É aí que entra uma outra questão crucial para a polêmica do acordo: os chamados livros “órfãos”, ou seja, que não têm direitos autorais definidos. Alguns grupos acusam o Google de aproveitar o acordo para obter o passe livre para a venda desses títulos. Velloso, no entanto, afirma que a receita obtida com a visualização dessas obras é que irá garantir a sobrevivência, no futuro, da Book Rights Registry.

Por enquanto, o que está previsto no acordo, segundo o diretor, é que o Google vai disponibilizar aos usuários a visualização de 20% das páginas de uma obra – sem permitir cópias ou impressões – e comercializar o acesso on-line aos livros completos. A receita obtida com essa venda será dividida da seguinte forma: 63% para os detentores dos direitos autorais e 37% para o Google. No caso de títulos órfãos, o valor equivalente aos direitos autorais seria repassado ao Book Rights Registry. Além disso, o Google também poderá “vender” sua base de dados para instituições como universidades e centros de pesquisa.

Barreiras geográficas

Outro fato bastante polêmico é que, caso seja aprovado o acordo, a enorme biblioteca virtual criada pelo Google ficará disponível apenas para quem estiver em território americano – ou melhor, para quem tiver no computador um IP americano – uma vez que as leis de direitos autorais variam de país a país.

– Esse acordo, infelizmente, acaba reforçando as barreiras geográficas da internet, o que é uma tendência cada vez mais forte – lamenta Lemos.

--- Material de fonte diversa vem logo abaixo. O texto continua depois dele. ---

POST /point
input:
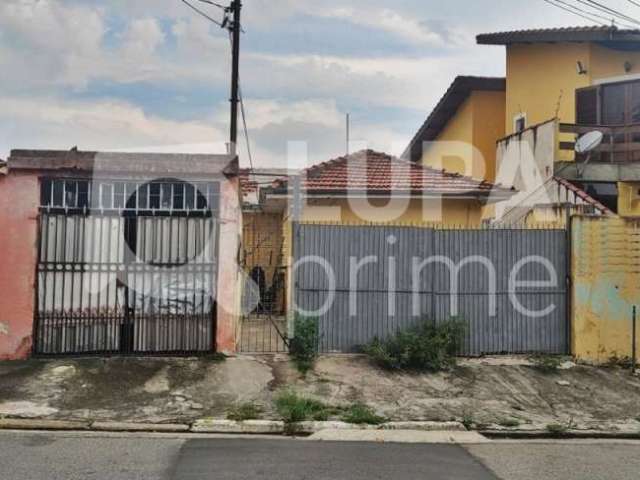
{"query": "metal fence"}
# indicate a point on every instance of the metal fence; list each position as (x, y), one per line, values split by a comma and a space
(388, 296)
(125, 279)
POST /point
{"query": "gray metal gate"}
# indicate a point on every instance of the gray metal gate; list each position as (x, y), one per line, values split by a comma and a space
(484, 260)
(126, 268)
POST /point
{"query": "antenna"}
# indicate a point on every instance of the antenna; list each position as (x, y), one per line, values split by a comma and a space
(348, 132)
(587, 144)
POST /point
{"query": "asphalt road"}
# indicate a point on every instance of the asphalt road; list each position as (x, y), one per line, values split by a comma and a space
(70, 456)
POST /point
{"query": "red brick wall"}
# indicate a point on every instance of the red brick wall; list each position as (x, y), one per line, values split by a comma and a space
(19, 198)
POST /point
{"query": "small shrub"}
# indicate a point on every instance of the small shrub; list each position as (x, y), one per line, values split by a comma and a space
(546, 364)
(244, 411)
(427, 347)
(360, 414)
(303, 347)
(467, 420)
(556, 429)
(294, 408)
(510, 423)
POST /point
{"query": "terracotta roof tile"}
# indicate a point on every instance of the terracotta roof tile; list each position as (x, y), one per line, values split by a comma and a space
(565, 34)
(375, 172)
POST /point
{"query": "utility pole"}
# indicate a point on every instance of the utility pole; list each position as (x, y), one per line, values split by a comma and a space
(235, 28)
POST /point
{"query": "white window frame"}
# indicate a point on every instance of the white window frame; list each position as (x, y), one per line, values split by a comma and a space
(516, 119)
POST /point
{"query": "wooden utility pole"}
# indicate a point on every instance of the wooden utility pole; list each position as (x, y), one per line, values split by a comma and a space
(235, 8)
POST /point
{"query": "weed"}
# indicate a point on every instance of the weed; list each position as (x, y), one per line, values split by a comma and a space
(467, 420)
(621, 362)
(546, 364)
(427, 347)
(556, 429)
(361, 414)
(244, 411)
(509, 423)
(304, 345)
(294, 408)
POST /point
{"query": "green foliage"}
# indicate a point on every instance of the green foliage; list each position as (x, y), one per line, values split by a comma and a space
(468, 420)
(294, 408)
(546, 363)
(427, 347)
(556, 429)
(303, 347)
(244, 411)
(509, 423)
(361, 414)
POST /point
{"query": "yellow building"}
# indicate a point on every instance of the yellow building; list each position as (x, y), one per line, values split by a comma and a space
(363, 188)
(460, 134)
(560, 84)
(586, 79)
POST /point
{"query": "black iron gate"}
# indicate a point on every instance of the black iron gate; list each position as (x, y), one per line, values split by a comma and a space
(126, 268)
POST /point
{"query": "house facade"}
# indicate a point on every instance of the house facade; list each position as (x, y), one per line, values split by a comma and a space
(560, 84)
(118, 253)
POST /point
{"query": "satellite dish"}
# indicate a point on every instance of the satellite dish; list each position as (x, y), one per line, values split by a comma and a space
(589, 142)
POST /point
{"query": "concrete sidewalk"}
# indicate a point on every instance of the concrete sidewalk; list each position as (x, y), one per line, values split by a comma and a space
(499, 394)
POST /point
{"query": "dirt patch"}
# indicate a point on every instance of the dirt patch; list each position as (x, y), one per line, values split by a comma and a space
(490, 393)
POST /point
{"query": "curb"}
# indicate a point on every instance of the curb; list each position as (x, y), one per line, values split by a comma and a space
(248, 427)
(568, 435)
(139, 427)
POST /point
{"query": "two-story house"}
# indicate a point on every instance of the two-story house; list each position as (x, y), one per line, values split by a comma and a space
(560, 84)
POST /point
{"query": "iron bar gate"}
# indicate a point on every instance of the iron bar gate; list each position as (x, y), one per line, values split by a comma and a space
(354, 316)
(126, 268)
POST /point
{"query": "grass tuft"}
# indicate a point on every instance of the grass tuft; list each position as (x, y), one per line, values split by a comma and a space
(294, 408)
(425, 348)
(244, 411)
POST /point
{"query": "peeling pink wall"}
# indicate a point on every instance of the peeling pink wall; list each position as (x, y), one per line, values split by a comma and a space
(228, 296)
(19, 198)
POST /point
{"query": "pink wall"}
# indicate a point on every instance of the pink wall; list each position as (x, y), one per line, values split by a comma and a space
(19, 198)
(228, 297)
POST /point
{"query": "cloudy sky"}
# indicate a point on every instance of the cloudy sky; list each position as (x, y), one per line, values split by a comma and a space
(150, 75)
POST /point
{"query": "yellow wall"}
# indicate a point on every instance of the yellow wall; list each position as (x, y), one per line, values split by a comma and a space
(541, 75)
(476, 127)
(606, 286)
(542, 79)
(488, 128)
(605, 64)
(629, 199)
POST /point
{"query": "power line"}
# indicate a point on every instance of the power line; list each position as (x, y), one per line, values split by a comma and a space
(244, 116)
(214, 4)
(583, 15)
(578, 9)
(244, 124)
(603, 8)
(197, 10)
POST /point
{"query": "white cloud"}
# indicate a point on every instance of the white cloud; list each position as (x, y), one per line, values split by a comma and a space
(106, 125)
(142, 38)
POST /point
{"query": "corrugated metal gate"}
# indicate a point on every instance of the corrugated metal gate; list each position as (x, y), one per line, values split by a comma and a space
(355, 317)
(126, 268)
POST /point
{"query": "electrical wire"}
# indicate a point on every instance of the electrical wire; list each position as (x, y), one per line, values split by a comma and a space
(244, 124)
(583, 15)
(214, 4)
(603, 8)
(594, 14)
(197, 10)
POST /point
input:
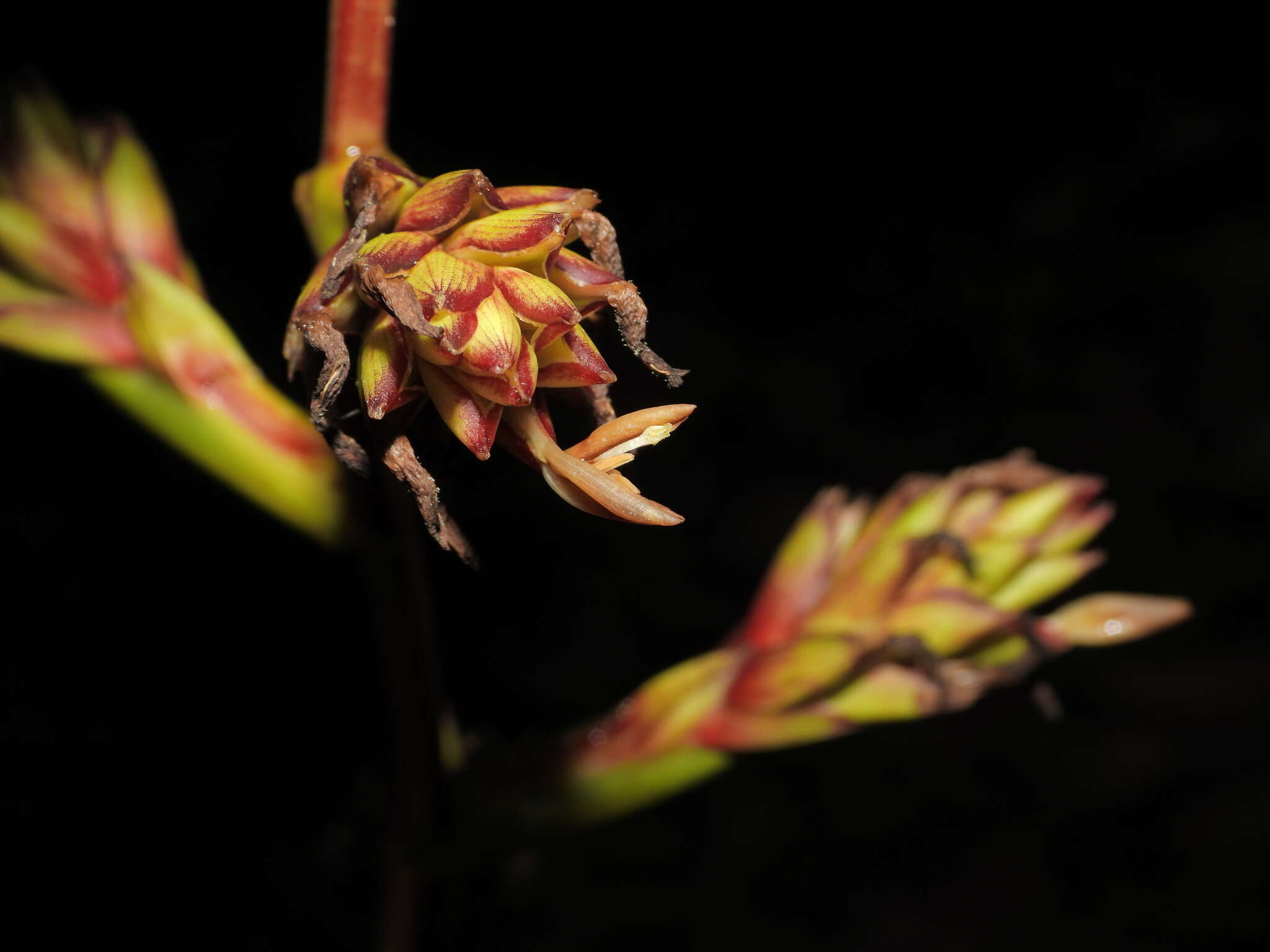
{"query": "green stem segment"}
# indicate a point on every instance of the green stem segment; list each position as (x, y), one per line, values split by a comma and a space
(357, 77)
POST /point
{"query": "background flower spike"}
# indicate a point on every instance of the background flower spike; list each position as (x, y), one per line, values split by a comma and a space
(97, 226)
(901, 648)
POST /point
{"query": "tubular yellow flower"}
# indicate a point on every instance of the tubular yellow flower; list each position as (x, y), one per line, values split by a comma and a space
(874, 612)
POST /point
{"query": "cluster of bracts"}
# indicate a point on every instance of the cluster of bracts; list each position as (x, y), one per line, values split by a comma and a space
(466, 296)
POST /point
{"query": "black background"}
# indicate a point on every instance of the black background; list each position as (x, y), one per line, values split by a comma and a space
(883, 245)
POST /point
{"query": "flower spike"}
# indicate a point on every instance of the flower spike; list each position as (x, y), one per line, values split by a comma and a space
(469, 294)
(100, 281)
(870, 612)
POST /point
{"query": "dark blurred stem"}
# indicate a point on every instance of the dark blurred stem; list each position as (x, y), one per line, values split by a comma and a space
(357, 77)
(397, 565)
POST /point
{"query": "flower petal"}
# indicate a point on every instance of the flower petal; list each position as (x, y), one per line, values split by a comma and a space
(515, 387)
(384, 367)
(573, 361)
(536, 300)
(1112, 617)
(548, 198)
(470, 418)
(446, 201)
(523, 238)
(54, 328)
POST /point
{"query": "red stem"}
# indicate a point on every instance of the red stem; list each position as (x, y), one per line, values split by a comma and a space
(357, 77)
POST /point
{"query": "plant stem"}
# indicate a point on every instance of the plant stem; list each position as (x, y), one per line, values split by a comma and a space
(394, 559)
(357, 77)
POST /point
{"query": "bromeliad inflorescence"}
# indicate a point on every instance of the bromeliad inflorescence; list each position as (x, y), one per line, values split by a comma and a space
(466, 295)
(93, 275)
(874, 612)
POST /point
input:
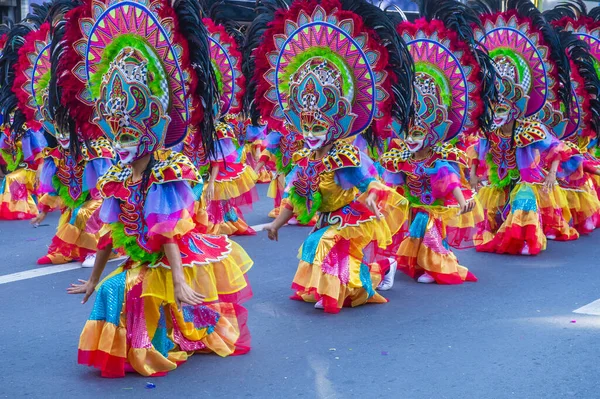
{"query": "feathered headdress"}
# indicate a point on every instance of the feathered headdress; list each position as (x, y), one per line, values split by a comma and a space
(338, 66)
(532, 65)
(583, 45)
(14, 41)
(454, 79)
(140, 68)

Mas, se no quesito acesso as barreiras geográficas são ressaltadas, no momento de organizar o monumental acervo que se tornará o Google Books, as fronteiras são tênues. Eis aí um outro ponto controverso no acordo: como ele parte da digitalização de livros disponíveis em bibliotecas americanas, e estas reúnem acervos de diferentes nacionalidades, muitas obras brasileiras, por exemplo, estão à mercê do acordo. Embora os detentores de seus direitos raramente estejam atentos a isso.

Mariana Zahar, quando baixou a planilha com a descrição dos livros de sua editora que se enquadrariam no acordo, ficou pasma. Em vez dos cerca de 50 títulos que imaginava disponíveis, havia 750. Agora, ela precisa decifrar, junto com os advogados acionados pelo sindicato, as mais de 400 páginas que descrevem o acordo, e discutir com os seus colegas o que é mais saudável para o mercado: acatar ou não as regras do jogo, que está, atualmente, repleto de pontos obscuros.

– O caso de livros de literatura estrangeira que já estiveram no nosso catálogo, mas estão agora esgotados, por exemplo, nos traz um problema. Porque os direitos da obra em si foram revertidos para a fonte original, mas os direitos para tradução para o português é nossa. O que fazer? – pergunta.

Em meio às dúvidas de Mariana, se sobressai o desconhecimento de editores e autores brasileiros, que ainda sequer começaram a moldar uma opinião sobre o assunto.

– Não estou totalmente a par – explicou elegantemente Bernardo Carvalho.

– Não estou acompanhando a discussão – disse Patricia Melo.

– Estou totalmente por fora desse assunto. Sou um péssimo internauta – assegurou Milton Hatoum.

Já Daniel Galera é um dos poucos a ter uma opinião mais definida:

– Apóio a digitalização de livros e acho que as empresas que investirem nisso devem, sim, ter direito a uma parcela de copyrights. Mas não preciso liberar um livro meu para o Google Books porque posso eu mesmo colocar o texto na rede e distribui-lo da forma que quiser.